Sora asintió alegre y esperó paciente a que yo diera la orden, no sé lo que me pasó en ese instante, el alcohol, el ambiente, el momento... hicieron que me fijara en su apetitoso y desnudo cuello, me acerqué lentamente hacia ella y la cogí de la cintura, Sora sólo volvió a sonreír tontamente.
Y... fue entonces cuando comencé a besarla, lenta pero apasionadamente, el latir de mi corazón se hacía cada vez más potente y notaba cómo a mi cuerpo le recorría un escalofrío sudoroso.

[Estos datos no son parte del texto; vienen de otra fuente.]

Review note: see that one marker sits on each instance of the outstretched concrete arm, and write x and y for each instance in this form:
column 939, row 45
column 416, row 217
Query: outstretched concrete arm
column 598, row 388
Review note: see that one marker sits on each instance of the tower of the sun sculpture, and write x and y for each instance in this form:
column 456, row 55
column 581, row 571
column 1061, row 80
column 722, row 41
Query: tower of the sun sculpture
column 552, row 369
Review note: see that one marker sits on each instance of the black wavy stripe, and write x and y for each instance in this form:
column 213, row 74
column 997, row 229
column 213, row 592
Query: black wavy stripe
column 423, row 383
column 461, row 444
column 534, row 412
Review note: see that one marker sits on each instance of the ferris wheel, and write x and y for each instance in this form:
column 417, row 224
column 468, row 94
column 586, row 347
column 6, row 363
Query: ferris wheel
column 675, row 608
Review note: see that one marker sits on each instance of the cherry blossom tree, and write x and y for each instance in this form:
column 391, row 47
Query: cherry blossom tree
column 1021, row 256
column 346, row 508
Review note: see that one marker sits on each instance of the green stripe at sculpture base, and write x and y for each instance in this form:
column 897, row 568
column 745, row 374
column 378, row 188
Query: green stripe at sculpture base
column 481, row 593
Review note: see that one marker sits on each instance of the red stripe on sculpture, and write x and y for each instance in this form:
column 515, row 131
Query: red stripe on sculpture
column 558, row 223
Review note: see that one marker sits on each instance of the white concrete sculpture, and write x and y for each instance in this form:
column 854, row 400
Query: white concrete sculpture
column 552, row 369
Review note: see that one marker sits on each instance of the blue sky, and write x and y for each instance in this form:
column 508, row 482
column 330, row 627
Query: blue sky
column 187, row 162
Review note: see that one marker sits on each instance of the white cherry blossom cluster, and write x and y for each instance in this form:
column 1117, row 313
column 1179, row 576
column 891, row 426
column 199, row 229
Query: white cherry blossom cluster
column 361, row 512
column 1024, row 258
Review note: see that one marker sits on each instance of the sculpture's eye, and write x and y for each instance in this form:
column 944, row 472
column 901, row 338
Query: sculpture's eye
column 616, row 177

Sora reaccionó susurrándome con una voz juguetona "Yamato... jiji... me haces cosquillas..." que lo único que consiguió es que me entraran más ganas de seguir con el "juego".
Si creía que no podía llegar a hacer más estupideces estaba muy equivocado... sin avisarla la cogí de improviso y la lancé sobre la cama, me vi colocándome sobre ella, apoyando mis brazos a ambos lados de su nuca, y, como un perfecto imbécil le dije "esto es lo que quiero que hagas".
Entonces cerré sus labios rosados y entreabiertos con los míos, comencé a besarla delicadamente, y ella me correspondió, colocó sus dóciles manos en el cuello de mi camisa, agarrándolo con delicadeza y dejamos que la pasión del momento nos envolviera, el ritmo iba aumentando, y los besos eran cada vez más apasionados, parecíamos dos lobos hambrientos el uno del otro, nos movimos al compás de nuestras lenguas, tal fue la efusividad y la complicidad con la que nos besábamos que de repente nos caímos de la cama y acabamos en el suelo.
Lo último que recuerdo de aquella noche es que volvimos a sonreírnos como tontos y a la mañana siguiente me levanté con un dolor de cabeza tremendo y Sora apoyada contra mi pecho, fijé bien la vista y vi que tenía una buena marca en el cuello, una marca del chupetón que le hice por la noche...
Nos hemos cruzado un par de veces desde aquel momento, porque yo me levanté, acomodé a Sora en la cama y aproveché para ducharme e irme del lugar...
Con Sora, delante del resto hago como sino pasara nada, ella también hace lo mismo, pero hace un momento nos hemos cruzado en la sala de estar y se ha puesto rojísima de vergüenza, me ha hecho gracia, se ve muy mona así.
Así que aquí estoy yo, compartiendo habitación con una chica que va a hacer que acabe encerrado en un psiquiátrico, si si... porque nuestros queridos amigos han decidido que no van a cambiar más de compañeros de habitación... Creo que ha sido Taichi quien les ha convencido, al parecer las cosas ayer por la noche le fueron bien con Tachikawa...
Yo ahora estoy en la sala de ensayo descansando un poquito la mente, o puede que estresándola más, acabo de ver pasar a Sora, lleva el cuello tapado con un pañuelo color rojo...
No sé lo que pasará, aunque una cosa la tengo clara, por lo menos si se entera el imbécil de Michael de lo que ha pasado no me dará ningún remordimiento aunque no creo que sea lo más conveniente...
Termino de desahogarme... ¡Joder, joder, joder, joderrrr!